This weekend I was traveling with my father, driving all around upstate and central New York, visiting family and old colleges. Dad isn't much of a jazz fan but he was a sport about the music I was playing throughout the trip, and it kept me from going insane listening to the non-stop sports talk radio he prefers. Here are some of the selections we listened to over the course of the trip:
The Complete Recordings of Stan Getz Quintet w/ Jimmy Raney (Mosaic, 1990) I thought this would be a good way to start off the trip, since Getz is one of the few jazz musicians Dad knows due to his popularity in the 1950's and 60's. His group with Raney is wonderfully melodic and easy to listen to. The early Stan Getz album entitled Play was one of the first albums to entrance me when I was young and I continue to enjoy the music. The Mosaic set is well out of print, but the music is available in several other collections. Some of the music recorded live at the Storyville jazz club in Boston is quite exciting and the band runs through a variety of tempos from flat out bop to breathy ballads. It's a joy to listen to Getz play with the melody to "Pennies from Heaven" and the rest of the set is just as fine. Dad seemed to like it but the music did get a little sleepy after a while of driving for three hours in the pouring rain.
Horace Silver - Song for My Father (Blue Note, 1964) This is certainly a classic and a good choice when driving around with one's father. Silver's aggressively percussive piano, and the punchy front line of Joe Henderson on tenor saxophone and Carmell Jones on trumpet woke us up and got the energy level back up. Highlights were the title track with the famous piano opening that was poached by Steely Dan and Joe Henderson's excellent composition "The Kicker." Silver uses a variety of rhythms and tempos here which makes the music continually interesting. This one was a big hit with Dad commenting on how much he liked it and patting along on his knee in time. I think I'll send him a CD of the album for Father's Day.

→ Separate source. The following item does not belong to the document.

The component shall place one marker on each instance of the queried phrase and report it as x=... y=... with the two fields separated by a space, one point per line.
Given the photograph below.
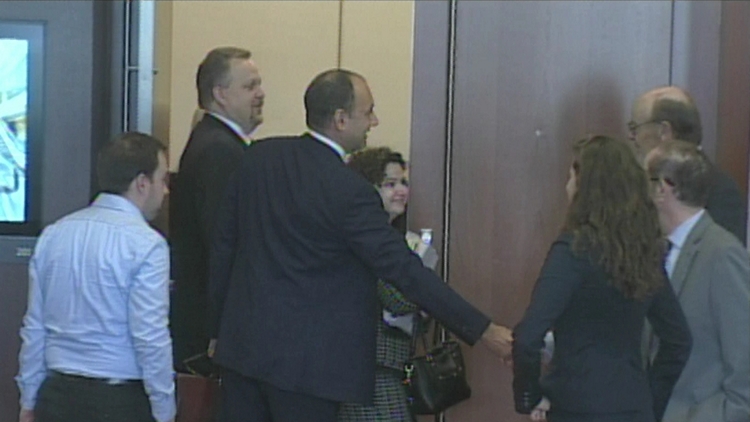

Wayne Shorter - Juju (Blue Note, 1964) This one was for me because it is my favorite Shorter LP, and I think it was about as outre as I could get music wise without annoying my passenger. With Shorter playing just tenor saxophone with a killer John Coltrane associated rhythm section of McCoy Tyner on piano, Reggie Workman on bass and Elvin Jones on drums, it is some of Shorter's most forthright work on record. I know the critique of this album is that it is a Coltrane Quartet knock-off, but there are enough differences in Shorter's saxophone styling and his compositions so that it stands very well on his own. This album and Adam's Apple are my favorite Shorter albums because he is alone on the front line, and briefly abandons the enigmatic nature that is his default musical persona to be more gregarious and direct with his approach. He nears the avant garde on the title track with a very exciting sharp edged attack, and presents one of his most interesting and overlooked compositions with "House of Jade." This one only got a non-committal grunt from my father, as expected. He's loves a good melody, and while there are fine melodic statements to be found here, they are sometimes lost amid the very stringent improvisation.
Stanley Turrentine - That's Where It's At (Blue Note, 1962) This soulful slab of music got things back on track. The two of us actually saw Turrentine at the Van Dyck jazz club in Schenectady many years ago. Blues and soul is the nature of the music here, it is very sunny and friendly music, with Les McCann's percussive piano comping and melodies, and Turrentine contributing gales of accessible blues based saxophone. My father seems to like music with defined melodies and accessible improvisations that he can tap his toe to and follow along. Music that tells a story, if you will. Turrentine's tenor saxophone and McCann's soulful, gospel drenched piano were a perfect match, and it is surprising this album has fallen under the radar somewhat, because it is quite good. This bluesy and soulful hard-bop was a big hit and was well received.